I don't know how to define "torture" anymore. As with "racism," the word has been so overused that it's practically meaningless now. But I doubt that any person the U.S. has interrogated was ever beheaded, crucified, dismembered, or disemboweled. Someone should send the United Nations that memo. (I maintain that the U.N. building should be turned into the world's largest parking garage.)
I agree with former Senator Bob Kerrey that the "torture" report fails our country. As he points out, there are no recommendations contained in it. What, then, is the purpose of releasing the report? This puts Americans in danger across the world, as well as at home. Why publish it at all? What possible good can come of this action?

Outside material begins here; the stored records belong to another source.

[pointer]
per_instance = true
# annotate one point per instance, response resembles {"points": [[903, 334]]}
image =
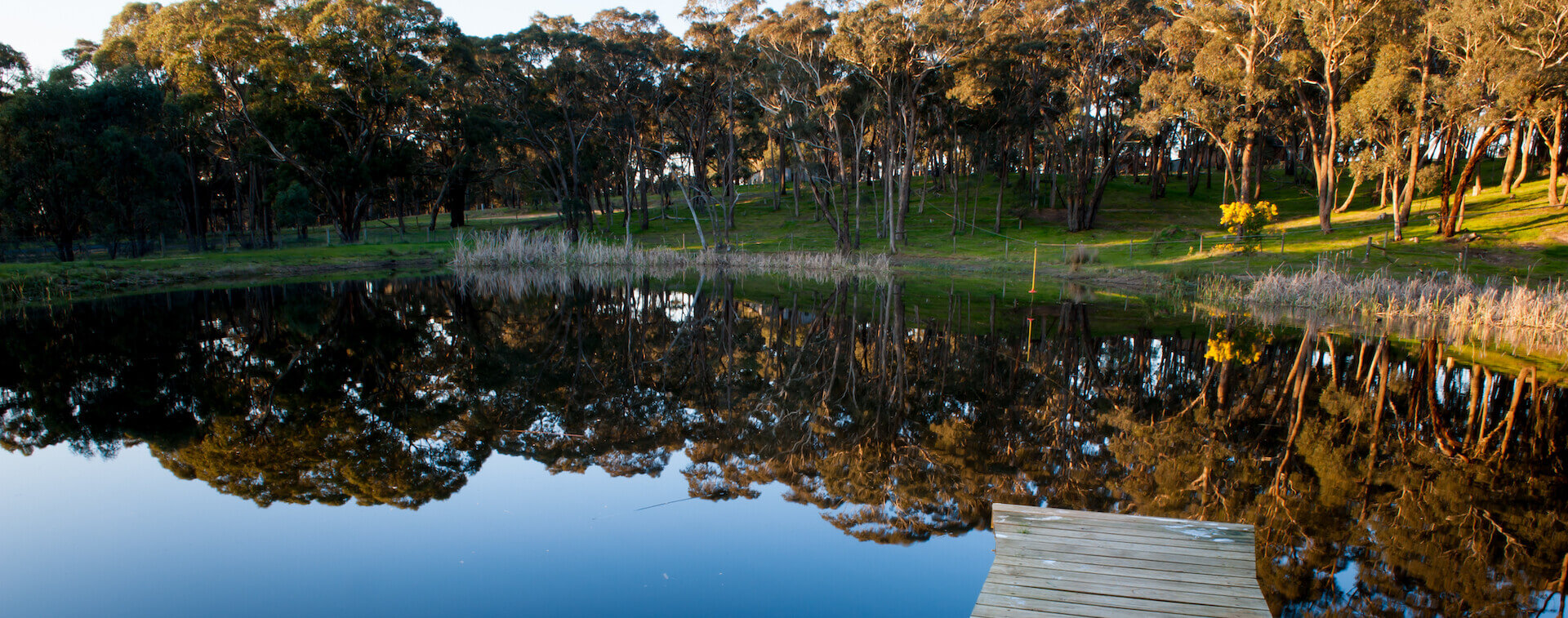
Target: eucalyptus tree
{"points": [[541, 82], [1102, 54], [899, 47], [629, 66], [1471, 107], [814, 102], [1338, 42], [76, 159], [1225, 76], [1535, 35]]}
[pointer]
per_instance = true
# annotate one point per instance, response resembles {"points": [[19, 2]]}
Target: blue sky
{"points": [[44, 27]]}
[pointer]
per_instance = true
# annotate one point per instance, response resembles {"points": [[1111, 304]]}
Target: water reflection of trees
{"points": [[1433, 485]]}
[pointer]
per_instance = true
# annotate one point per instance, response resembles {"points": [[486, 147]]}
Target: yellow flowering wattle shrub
{"points": [[1237, 344], [1245, 220]]}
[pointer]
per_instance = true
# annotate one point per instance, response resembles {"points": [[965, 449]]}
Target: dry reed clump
{"points": [[1457, 300], [516, 248]]}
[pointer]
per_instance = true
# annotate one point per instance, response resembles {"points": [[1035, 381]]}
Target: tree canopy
{"points": [[385, 107]]}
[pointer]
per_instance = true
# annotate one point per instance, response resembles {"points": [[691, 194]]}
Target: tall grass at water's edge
{"points": [[518, 250], [1441, 297]]}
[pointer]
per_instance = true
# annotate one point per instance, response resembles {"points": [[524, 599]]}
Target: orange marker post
{"points": [[1034, 272]]}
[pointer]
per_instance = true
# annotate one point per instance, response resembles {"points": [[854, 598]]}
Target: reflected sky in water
{"points": [[565, 444], [122, 537]]}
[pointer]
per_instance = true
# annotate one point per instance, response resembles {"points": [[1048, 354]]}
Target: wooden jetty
{"points": [[1060, 563]]}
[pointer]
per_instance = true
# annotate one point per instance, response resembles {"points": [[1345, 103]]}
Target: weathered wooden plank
{"points": [[1201, 536], [1131, 526], [1176, 548], [1058, 563], [1148, 578], [1236, 540], [1236, 549], [1196, 595], [988, 607], [1053, 598], [1065, 549], [1111, 517]]}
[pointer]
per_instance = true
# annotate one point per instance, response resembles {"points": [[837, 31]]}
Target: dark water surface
{"points": [[707, 446]]}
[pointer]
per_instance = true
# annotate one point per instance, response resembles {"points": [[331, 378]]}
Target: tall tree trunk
{"points": [[1457, 220], [1510, 163], [1556, 154]]}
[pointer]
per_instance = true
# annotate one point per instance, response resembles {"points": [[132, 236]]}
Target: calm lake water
{"points": [[709, 446]]}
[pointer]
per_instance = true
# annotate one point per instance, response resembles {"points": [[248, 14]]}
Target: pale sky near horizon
{"points": [[41, 29]]}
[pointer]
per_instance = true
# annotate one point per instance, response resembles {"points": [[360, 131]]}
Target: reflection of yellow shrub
{"points": [[1245, 220], [1242, 345]]}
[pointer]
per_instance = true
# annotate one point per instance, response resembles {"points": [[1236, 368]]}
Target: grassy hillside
{"points": [[1520, 238]]}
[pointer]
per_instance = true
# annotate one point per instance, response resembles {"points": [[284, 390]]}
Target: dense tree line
{"points": [[272, 115]]}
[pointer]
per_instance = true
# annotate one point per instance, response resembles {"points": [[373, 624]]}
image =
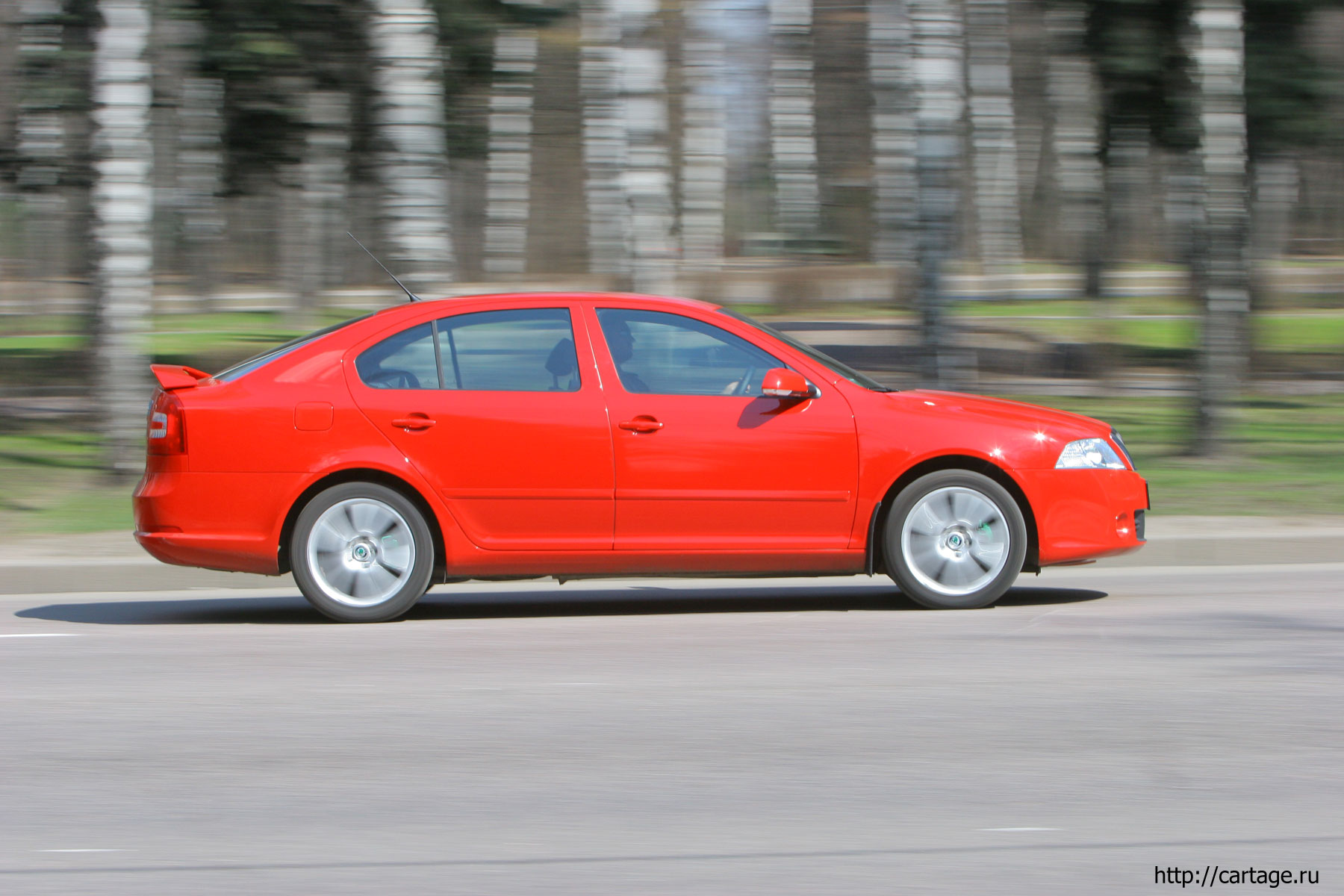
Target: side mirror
{"points": [[786, 385]]}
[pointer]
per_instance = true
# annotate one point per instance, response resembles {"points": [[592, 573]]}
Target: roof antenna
{"points": [[409, 293]]}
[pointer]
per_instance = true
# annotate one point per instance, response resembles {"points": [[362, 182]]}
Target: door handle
{"points": [[641, 425], [414, 422]]}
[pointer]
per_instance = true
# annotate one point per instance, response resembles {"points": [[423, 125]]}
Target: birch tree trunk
{"points": [[994, 139], [648, 175], [40, 137], [201, 163], [1221, 65], [894, 178], [1275, 181], [1074, 96], [323, 199], [124, 208], [510, 167], [409, 114], [793, 140], [703, 140], [605, 141], [939, 121]]}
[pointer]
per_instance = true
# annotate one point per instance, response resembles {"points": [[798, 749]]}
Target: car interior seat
{"points": [[564, 364]]}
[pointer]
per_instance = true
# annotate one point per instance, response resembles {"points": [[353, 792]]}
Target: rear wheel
{"points": [[954, 541], [362, 553]]}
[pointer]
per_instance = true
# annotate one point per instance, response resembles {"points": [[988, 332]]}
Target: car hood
{"points": [[1009, 413]]}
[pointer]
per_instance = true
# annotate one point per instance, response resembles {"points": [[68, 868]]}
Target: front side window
{"points": [[672, 355], [527, 349]]}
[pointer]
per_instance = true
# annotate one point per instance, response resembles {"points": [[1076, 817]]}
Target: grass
{"points": [[1284, 455], [53, 484], [1284, 460]]}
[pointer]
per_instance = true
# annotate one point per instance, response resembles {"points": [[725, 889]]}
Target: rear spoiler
{"points": [[174, 376]]}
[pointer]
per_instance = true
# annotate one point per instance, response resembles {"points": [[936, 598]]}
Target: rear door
{"points": [[502, 411]]}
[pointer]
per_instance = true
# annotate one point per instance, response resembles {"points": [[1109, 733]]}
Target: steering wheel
{"points": [[393, 378]]}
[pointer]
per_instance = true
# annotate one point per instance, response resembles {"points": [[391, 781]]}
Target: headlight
{"points": [[1089, 454]]}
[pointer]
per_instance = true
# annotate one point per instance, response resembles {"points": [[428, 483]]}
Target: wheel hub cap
{"points": [[361, 551], [954, 541]]}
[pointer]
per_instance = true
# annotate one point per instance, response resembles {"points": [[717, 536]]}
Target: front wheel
{"points": [[954, 541], [362, 553]]}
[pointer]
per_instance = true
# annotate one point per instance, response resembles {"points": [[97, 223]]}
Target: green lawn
{"points": [[53, 485], [1284, 460]]}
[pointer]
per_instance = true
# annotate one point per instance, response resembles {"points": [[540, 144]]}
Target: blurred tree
{"points": [[1073, 94], [124, 214], [894, 179], [793, 141], [605, 140], [940, 85], [508, 179], [1221, 58], [648, 175], [703, 136], [992, 134], [52, 155], [413, 153]]}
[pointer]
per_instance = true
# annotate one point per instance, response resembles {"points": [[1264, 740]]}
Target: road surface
{"points": [[653, 736]]}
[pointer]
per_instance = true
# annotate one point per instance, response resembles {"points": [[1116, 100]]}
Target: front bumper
{"points": [[1083, 514]]}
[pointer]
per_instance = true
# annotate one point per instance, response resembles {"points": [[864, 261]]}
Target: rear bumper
{"points": [[1083, 514], [214, 520]]}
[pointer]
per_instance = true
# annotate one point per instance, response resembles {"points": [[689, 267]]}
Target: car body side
{"points": [[257, 448]]}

Politicians--in this case, Dianne Feinstein--never cease to amaze me with the depths of their egotism and stupidity. Here we have the outgoing chair of the Senate Intelligence Committee (there's an oxymoronic descriptor), clubbing the country over the head as she sulks out the door. It's as though she's wagging her finger at the voters who recently crushed her party: "Remember, America, how terrible things were under the Republicans and President Bush." It's pure vengeance, applied during her waning days of power. The release of this report before the Senate reverts to a Republican majority in January shows that Feinstein is perfectly willing to throw U.S. embassy personnel, intelligence operatives, and military personnel under the bus to assert her moral superiority. It's difficult to imagine a more disgustingly selfish motive.
President Obama has chimed in with "When we make mistakes, we admit them." Excuse me? When did this know-it-all ever admit a single mistake in the past six years of his train wreck of a presidency? George Orwell would have trouble believing what we're watching unfold in our government today.
When people start dying over this "torture" report, the blood will be on Feinstein's self-serving hands. I wonder if she'll ever admit that mistake.